Divorce Mediation

Divorce

Divorce and Separation:

One out of every two marriages end in divorce, and second marriages divorce at an even higher rate. Also, the divorce rates for women over 50 are steadily increasing.

Divorce is not an easy decision. Usually one party was considering the divorce before it was addressed. This party (the initiator) is usually more emotionally prepared for the divorce. The non-initiator is usually more emotionally vulnerable. Both parties are dealing with the loss, sadness and the uncertainty of the future.

Divorce is a difficult transition for all family members. It is difficult for the parents to tend to their own needs and address their children’s needs. This time can be overwhelming. It can be difficult to go from being part of a couple to being single again and single parenting can be overwhelming. Learn how to address the best interests of your children while tending to your own needs. While addressing what went wrong in this relationship you will be preparing for an opportunity to have a healthier relationship in the future.

New Jersey Divorce:

There are several ways to divorce in New Jersey. There is the traditional  way of litigating which often leaves the parents as adversaries which is not in the best interest of their children and all parties feel like they have “lost”. Each party obtains their own attorney. I can help through this period to address how your children are being affected and to help reduce your trauma.

       Divorce Mediation and Collaboration are other ways to Divorce in NJ.

I am an accredited Divorce Mediator. In mediation the three of us meet to negotiate settlement in the following areas:

  • Alimony
  • Property distribution
  • Custody and time sharing 
  • Child support

These issues remain the same regardless of the way you choose to divorce.

Once settled, I will draw up a Memorandum of Understanding (MOU). This MOU is then brought to your individual review attorney and one of the attorneys will draw up your Property Settlement Agreement. Mediation can help guide you to make choices that will benefit your family.

Collaborative Divorce is an additional alternative. In collaboration, each spouse has their own attorney, and will have more control of the negotiations. The spouses and attorneys meet in four way meetings to negotiate settlement. Collaboration minimizes the conflict that is prevalent in so many traditional divorces. Instead of conflict, the collaboratively trained interdisciplinary team uses cooperation and communication to achieve a mutually satisfactory agreement. As part of the interdisciplinary team, there is a Divorce Coach and a child specialist and a financial person on the team. The coach and child specialist are mental health providers and help create parenting plans and/or support the children through the divorce. I am a member of the collaboration team as a coach and child specialist. For additional information, please see the IACP website or contact me. 

Children of Divorce:

  • For the children whose parents are going through a divorce this can be stressful, embarrassing, sad and create anger. Children’s reactions differ based on their development age and their gender.

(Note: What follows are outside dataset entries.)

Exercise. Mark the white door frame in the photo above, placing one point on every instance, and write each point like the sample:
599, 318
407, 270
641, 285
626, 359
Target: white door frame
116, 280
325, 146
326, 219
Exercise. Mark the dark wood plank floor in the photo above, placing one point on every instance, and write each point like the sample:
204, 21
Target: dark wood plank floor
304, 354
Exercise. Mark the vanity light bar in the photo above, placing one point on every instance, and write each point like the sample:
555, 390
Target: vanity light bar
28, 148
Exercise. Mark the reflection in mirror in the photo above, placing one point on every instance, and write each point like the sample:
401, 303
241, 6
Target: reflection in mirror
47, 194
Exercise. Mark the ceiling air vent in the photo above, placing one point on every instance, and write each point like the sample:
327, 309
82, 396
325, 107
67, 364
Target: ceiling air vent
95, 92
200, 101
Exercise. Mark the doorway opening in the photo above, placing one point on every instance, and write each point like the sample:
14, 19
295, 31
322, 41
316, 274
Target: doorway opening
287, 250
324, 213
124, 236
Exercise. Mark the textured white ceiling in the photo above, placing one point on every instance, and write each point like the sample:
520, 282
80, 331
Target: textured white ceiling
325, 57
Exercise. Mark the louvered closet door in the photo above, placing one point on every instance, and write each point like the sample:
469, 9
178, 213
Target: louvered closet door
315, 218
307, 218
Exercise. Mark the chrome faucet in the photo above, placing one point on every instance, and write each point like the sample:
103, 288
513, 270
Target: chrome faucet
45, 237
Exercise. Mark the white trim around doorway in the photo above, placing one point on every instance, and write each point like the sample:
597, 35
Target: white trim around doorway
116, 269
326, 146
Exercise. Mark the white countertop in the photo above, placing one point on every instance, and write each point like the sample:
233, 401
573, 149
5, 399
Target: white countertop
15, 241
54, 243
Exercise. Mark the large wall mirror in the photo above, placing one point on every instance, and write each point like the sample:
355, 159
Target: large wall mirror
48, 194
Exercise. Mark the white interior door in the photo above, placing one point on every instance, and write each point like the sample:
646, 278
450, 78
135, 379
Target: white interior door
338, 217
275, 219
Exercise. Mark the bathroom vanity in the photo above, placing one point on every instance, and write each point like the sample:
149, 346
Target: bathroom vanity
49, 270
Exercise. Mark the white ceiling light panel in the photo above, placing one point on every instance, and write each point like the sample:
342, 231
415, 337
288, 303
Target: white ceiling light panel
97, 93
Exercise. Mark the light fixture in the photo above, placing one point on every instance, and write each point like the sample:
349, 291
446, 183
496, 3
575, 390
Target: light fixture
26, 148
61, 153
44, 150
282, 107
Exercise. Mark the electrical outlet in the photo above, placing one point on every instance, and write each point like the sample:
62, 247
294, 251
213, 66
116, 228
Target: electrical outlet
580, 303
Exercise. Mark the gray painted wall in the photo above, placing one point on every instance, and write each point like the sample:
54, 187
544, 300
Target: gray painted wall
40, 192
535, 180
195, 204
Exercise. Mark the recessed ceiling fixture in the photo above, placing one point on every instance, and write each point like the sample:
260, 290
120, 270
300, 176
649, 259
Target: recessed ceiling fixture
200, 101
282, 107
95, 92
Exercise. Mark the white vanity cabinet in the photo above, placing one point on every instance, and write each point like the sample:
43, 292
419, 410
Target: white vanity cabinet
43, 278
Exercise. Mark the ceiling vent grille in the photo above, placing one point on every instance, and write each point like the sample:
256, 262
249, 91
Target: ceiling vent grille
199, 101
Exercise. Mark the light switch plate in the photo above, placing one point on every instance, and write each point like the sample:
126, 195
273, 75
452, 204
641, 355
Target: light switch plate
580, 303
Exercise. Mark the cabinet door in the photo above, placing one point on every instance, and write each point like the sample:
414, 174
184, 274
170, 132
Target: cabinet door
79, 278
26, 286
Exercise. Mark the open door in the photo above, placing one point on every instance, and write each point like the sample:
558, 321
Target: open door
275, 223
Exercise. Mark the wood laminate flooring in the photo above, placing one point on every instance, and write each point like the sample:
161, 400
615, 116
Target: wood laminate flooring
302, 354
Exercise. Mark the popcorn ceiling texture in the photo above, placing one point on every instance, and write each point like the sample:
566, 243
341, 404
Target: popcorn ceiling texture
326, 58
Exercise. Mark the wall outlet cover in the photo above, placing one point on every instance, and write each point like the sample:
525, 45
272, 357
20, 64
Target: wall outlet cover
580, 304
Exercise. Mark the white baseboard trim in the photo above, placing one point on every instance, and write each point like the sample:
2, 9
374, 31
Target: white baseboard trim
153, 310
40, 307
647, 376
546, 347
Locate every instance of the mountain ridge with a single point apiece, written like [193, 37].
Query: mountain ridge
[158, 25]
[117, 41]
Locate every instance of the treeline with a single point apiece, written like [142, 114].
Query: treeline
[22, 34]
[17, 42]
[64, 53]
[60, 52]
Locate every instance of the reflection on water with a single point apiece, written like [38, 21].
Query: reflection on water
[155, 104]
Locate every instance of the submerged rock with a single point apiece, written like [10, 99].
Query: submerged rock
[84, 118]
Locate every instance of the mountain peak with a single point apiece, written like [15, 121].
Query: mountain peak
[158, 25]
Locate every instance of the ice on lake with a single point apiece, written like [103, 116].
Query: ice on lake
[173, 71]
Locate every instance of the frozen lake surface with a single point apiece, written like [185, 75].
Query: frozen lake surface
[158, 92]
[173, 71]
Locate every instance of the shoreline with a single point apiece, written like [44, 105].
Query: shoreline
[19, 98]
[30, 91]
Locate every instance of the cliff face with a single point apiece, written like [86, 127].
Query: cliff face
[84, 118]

    Children have a list of wants:
    * Please stop fighting
    * I want to love both of you
    * Please don’t put me in the middle and communicate directly with the other parent

    And children want to tell their children:
    * Please know that I can and will survive this divorce, if you, my parents allow me to.

When working with these children, it is helpful for them to hear stories of other children and for them to realize that they are not alone. There are workbooks that I will use with your child to help address the issues of going through the family divorce. I also work with the parents to help address appropriate co-parenting. Children can and will survive a divorce as long as you, the parents allow them to.